Teeming with their members’ signature dishes, these volumes were simpler versions of the modern, professional-looking cookbooks produced as fund-raisers that fill my shelves today. No images of fancy tablescapes or suggested Israeli wine pairings. Just the recipes, including then-in-vogue dishes like kosher gelatin molds and sides made with canned peas.
I loved their vintage vibe, but there was something curious on those pages. My mother always annotated her cookbooks, a habit I adopted. Yet instead of jotting down “Was a hit!” or “Use less salt,” she had crossed out entire recipes or written “Don’t make again.” Of course, she hadn’t tried them all, but there were enough Xs to explain why the books had fallen into disuse.

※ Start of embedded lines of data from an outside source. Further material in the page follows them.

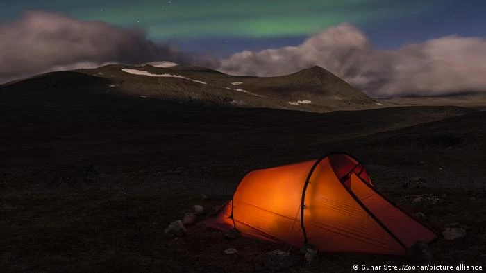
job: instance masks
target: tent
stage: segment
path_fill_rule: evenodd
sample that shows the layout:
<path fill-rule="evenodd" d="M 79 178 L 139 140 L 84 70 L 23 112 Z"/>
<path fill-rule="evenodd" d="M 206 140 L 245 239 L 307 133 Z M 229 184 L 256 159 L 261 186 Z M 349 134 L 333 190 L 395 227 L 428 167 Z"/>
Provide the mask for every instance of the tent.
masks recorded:
<path fill-rule="evenodd" d="M 203 224 L 322 252 L 403 256 L 439 238 L 378 193 L 363 165 L 342 152 L 249 173 Z"/>

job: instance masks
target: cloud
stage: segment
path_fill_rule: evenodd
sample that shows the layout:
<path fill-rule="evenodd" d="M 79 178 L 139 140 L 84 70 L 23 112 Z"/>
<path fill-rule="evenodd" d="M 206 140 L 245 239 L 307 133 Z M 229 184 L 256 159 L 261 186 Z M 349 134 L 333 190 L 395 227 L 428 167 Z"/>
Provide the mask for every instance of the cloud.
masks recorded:
<path fill-rule="evenodd" d="M 106 63 L 168 60 L 218 64 L 215 59 L 156 44 L 141 29 L 79 21 L 42 11 L 25 12 L 19 20 L 0 22 L 0 83 L 50 71 Z"/>
<path fill-rule="evenodd" d="M 378 50 L 348 24 L 328 28 L 298 46 L 236 53 L 222 60 L 219 70 L 273 76 L 314 65 L 376 96 L 486 91 L 485 39 L 449 36 Z"/>

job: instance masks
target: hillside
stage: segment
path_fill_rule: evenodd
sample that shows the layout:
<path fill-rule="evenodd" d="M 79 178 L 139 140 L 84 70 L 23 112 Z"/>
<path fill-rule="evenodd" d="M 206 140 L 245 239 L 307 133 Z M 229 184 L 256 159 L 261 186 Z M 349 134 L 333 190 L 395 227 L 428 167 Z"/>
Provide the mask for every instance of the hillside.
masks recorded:
<path fill-rule="evenodd" d="M 134 96 L 180 104 L 324 112 L 383 107 L 325 69 L 314 67 L 271 78 L 228 76 L 167 62 L 51 72 L 0 85 L 15 96 Z M 27 95 L 26 95 L 27 96 Z"/>

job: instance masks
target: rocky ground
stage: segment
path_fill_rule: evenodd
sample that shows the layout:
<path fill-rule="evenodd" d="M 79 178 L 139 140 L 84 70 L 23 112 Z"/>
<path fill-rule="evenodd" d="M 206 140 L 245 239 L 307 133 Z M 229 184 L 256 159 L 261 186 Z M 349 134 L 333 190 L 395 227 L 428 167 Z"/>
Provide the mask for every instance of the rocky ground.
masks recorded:
<path fill-rule="evenodd" d="M 277 249 L 290 252 L 278 263 L 290 272 L 406 262 L 318 253 L 303 265 L 287 246 L 200 227 L 179 238 L 164 233 L 195 204 L 223 204 L 249 170 L 335 150 L 355 155 L 379 191 L 445 231 L 430 245 L 432 263 L 486 265 L 486 112 L 70 103 L 2 105 L 3 272 L 268 272 L 262 255 Z"/>

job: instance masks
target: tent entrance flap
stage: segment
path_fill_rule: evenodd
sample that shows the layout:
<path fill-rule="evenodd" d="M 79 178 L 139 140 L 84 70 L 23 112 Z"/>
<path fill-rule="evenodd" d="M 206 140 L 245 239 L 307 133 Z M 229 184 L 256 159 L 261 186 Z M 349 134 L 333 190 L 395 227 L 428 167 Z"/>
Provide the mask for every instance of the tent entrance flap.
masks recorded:
<path fill-rule="evenodd" d="M 342 152 L 249 173 L 203 224 L 325 252 L 401 256 L 418 240 L 439 238 L 380 195 L 364 165 Z"/>

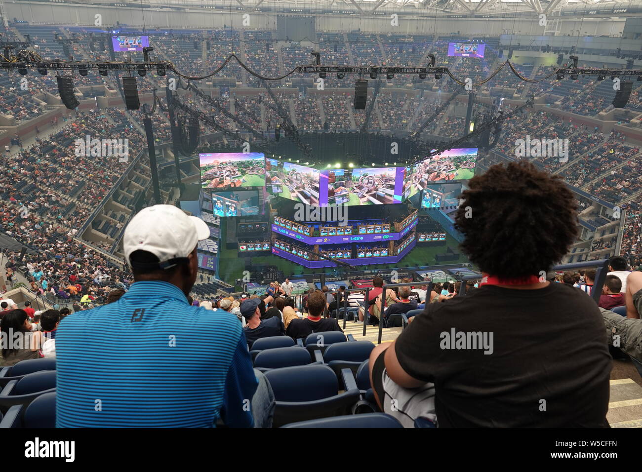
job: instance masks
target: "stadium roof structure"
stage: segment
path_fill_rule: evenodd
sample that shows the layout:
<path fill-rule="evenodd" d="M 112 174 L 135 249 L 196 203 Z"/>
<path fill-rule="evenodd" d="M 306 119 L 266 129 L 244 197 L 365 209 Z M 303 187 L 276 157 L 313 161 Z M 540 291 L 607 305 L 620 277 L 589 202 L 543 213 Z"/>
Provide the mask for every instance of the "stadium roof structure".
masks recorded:
<path fill-rule="evenodd" d="M 208 8 L 292 14 L 507 17 L 544 13 L 594 17 L 642 15 L 642 0 L 76 0 L 78 3 L 153 8 Z M 571 13 L 571 14 L 569 14 Z M 459 17 L 458 15 L 462 15 Z"/>

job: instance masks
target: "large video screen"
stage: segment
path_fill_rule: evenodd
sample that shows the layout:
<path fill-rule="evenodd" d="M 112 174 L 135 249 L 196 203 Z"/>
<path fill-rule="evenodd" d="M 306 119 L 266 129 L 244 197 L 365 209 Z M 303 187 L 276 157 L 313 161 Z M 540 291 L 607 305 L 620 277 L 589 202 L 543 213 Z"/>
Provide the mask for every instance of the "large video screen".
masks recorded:
<path fill-rule="evenodd" d="M 421 196 L 423 208 L 443 208 L 456 207 L 462 193 L 460 182 L 452 184 L 429 184 L 424 189 Z"/>
<path fill-rule="evenodd" d="M 449 42 L 448 43 L 448 55 L 461 56 L 462 57 L 483 57 L 483 51 L 485 49 L 485 44 L 479 43 Z"/>
<path fill-rule="evenodd" d="M 227 189 L 265 185 L 265 156 L 261 152 L 199 154 L 201 186 Z"/>
<path fill-rule="evenodd" d="M 328 176 L 328 204 L 384 205 L 401 202 L 403 167 L 325 171 Z"/>
<path fill-rule="evenodd" d="M 265 188 L 268 193 L 284 198 L 320 205 L 318 169 L 284 162 L 278 159 L 265 161 Z"/>
<path fill-rule="evenodd" d="M 424 176 L 428 182 L 467 180 L 475 175 L 477 148 L 444 151 L 424 161 Z"/>
<path fill-rule="evenodd" d="M 143 51 L 150 46 L 149 36 L 112 36 L 114 51 L 126 53 L 130 51 Z"/>
<path fill-rule="evenodd" d="M 259 191 L 245 190 L 212 194 L 212 213 L 218 216 L 259 214 Z"/>

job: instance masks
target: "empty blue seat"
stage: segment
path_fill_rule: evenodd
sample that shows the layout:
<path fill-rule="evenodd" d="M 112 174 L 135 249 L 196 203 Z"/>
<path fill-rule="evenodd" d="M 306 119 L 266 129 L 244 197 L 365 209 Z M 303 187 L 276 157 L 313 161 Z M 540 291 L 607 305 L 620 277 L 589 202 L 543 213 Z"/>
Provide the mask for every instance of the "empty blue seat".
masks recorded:
<path fill-rule="evenodd" d="M 385 413 L 347 415 L 313 419 L 286 424 L 282 428 L 403 428 L 401 423 Z"/>
<path fill-rule="evenodd" d="M 265 349 L 259 353 L 254 359 L 254 368 L 261 371 L 309 363 L 310 354 L 308 350 L 297 346 Z"/>
<path fill-rule="evenodd" d="M 346 388 L 340 394 L 336 376 L 327 365 L 299 365 L 266 372 L 276 400 L 273 426 L 349 413 L 359 401 L 360 392 L 352 372 L 346 369 L 342 374 Z"/>
<path fill-rule="evenodd" d="M 28 374 L 19 380 L 12 380 L 4 386 L 0 392 L 0 410 L 4 412 L 15 405 L 29 405 L 40 395 L 55 390 L 55 371 Z"/>
<path fill-rule="evenodd" d="M 0 372 L 0 377 L 9 376 L 17 377 L 21 375 L 26 375 L 39 371 L 55 371 L 56 358 L 44 358 L 42 359 L 27 359 L 21 360 L 15 365 L 10 367 L 4 367 Z M 4 373 L 3 372 L 6 372 Z"/>
<path fill-rule="evenodd" d="M 327 345 L 345 341 L 345 335 L 341 331 L 321 331 L 308 335 L 303 344 L 306 346 L 310 344 Z"/>
<path fill-rule="evenodd" d="M 266 338 L 259 338 L 252 345 L 252 351 L 263 351 L 272 349 L 275 347 L 288 347 L 294 345 L 295 342 L 289 336 L 269 336 Z"/>
<path fill-rule="evenodd" d="M 13 405 L 0 422 L 0 428 L 55 427 L 55 392 L 39 396 L 27 406 Z"/>
<path fill-rule="evenodd" d="M 623 317 L 627 316 L 627 307 L 626 306 L 615 306 L 611 309 L 611 311 L 613 313 L 616 313 L 618 315 L 621 315 Z"/>

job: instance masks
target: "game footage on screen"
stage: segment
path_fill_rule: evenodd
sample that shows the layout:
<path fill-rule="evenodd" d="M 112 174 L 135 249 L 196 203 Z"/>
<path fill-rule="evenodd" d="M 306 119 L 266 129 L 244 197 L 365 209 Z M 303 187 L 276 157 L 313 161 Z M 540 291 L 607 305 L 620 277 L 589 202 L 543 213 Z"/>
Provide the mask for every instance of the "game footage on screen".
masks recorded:
<path fill-rule="evenodd" d="M 462 57 L 483 57 L 485 44 L 464 42 L 451 42 L 448 44 L 449 56 Z"/>
<path fill-rule="evenodd" d="M 403 198 L 426 188 L 429 182 L 463 180 L 474 175 L 477 148 L 451 149 L 406 168 Z"/>
<path fill-rule="evenodd" d="M 265 187 L 268 193 L 284 198 L 319 205 L 319 171 L 311 167 L 265 161 Z"/>
<path fill-rule="evenodd" d="M 327 203 L 383 205 L 399 203 L 403 168 L 336 169 L 327 172 Z"/>
<path fill-rule="evenodd" d="M 265 157 L 260 152 L 199 154 L 201 186 L 209 189 L 263 187 Z"/>

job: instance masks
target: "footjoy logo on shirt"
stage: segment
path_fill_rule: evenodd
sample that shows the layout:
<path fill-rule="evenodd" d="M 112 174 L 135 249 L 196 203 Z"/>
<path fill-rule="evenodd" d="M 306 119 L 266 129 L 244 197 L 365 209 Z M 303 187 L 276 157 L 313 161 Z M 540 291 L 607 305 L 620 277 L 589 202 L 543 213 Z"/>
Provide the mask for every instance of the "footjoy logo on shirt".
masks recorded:
<path fill-rule="evenodd" d="M 483 349 L 484 354 L 492 354 L 492 331 L 458 331 L 454 328 L 450 332 L 442 331 L 439 335 L 442 349 Z"/>
<path fill-rule="evenodd" d="M 25 457 L 64 457 L 73 462 L 75 457 L 76 441 L 41 441 L 40 438 L 24 443 Z"/>

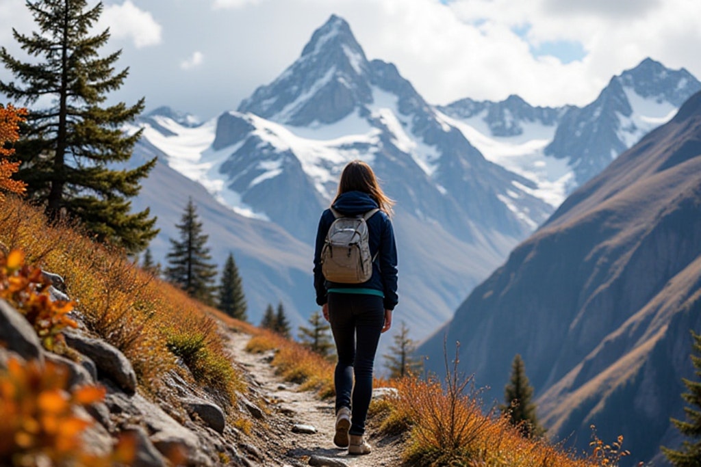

We speculated that the recipe contributors had cooked like my great-grandmother once did, eyeballing quantities or using a yahrtzeit glass as a measuring cup. When they had to write the recipes down to submit them, it was likely the first time they had done so, accuracy a casualty of transmission.
I felt obliged to take those unused titles anyway, and maintained an inexplicable, outsized attachment to them for years. It was only when a friend expressed interest in them, and I envisioned the possibilities for the space on my kitchen shelf, that I let them go with a twinge of guilt. Meanwhile, their modern-day counterparts — likewise produced in support of sisterhoods, shuls, yeshivas, and other Jewish institutions — seemed to multiply.
There are several generations bookended by those two sets of fund-raising cookbooks, the erstwhile ones my mother gave me and the ones I’ve acquired on my own. It’s a span in which we’ve come a long way from kosher gelatin molds to today’s architectural appetizers. At their core, though, they are the same — a collective effort reflecting a Jewish community at a moment and place in time. As such, their value exceeds the sum of their ingredients lists, differentiating them from the Jewish cookbooks authored by professional chefs that also take up room in my kitchen.
Filled with stunning photographs, they include Jewish classics and trendy cuisine. In addition, they offer us a sense of belonging — to our shared Jewish history, to our holidays and our Sabbath and our diverse culinary heritage. And they signify our mutual investment in our Jewish communities and traditions.
They are entwined with the daily unfolding of our private lives, too, so much of which takes place at the table. The Talmud teaches that the table is an altar reminiscent of the one in the Holy Temple in Jerusalem. Around it we imbue nourishment with sanctity, bringing echoes of our ancient past into our present-day kitchens by elevating a basic human act to the level of ritual.
As the mother of teenagers, I see how our meals define a moment and place in our family timelines as well. I no longer prepare kiddie foods, like the mini-carrot muffins that were once a staple of our Shabbos menu, a recipe I annotated with “The boys loved them!” in the margin. I’m finding that fact especially poignant as our middle son prepares to leave the nest for his gap year in Israel. I know I’ll miss him, but I’ll also miss preparing his favorite dishes while he is away.
There is indeed holiness at the table, especially on those rare occasions when everyone is home and we are all seated together. It makes me believe that our repertoire of recipes and the cookbooks we get them from are a kind of liturgy — a prayer of gratitude and a song of love, but also a reminder that eating with our families is a recipe for a meaningful life.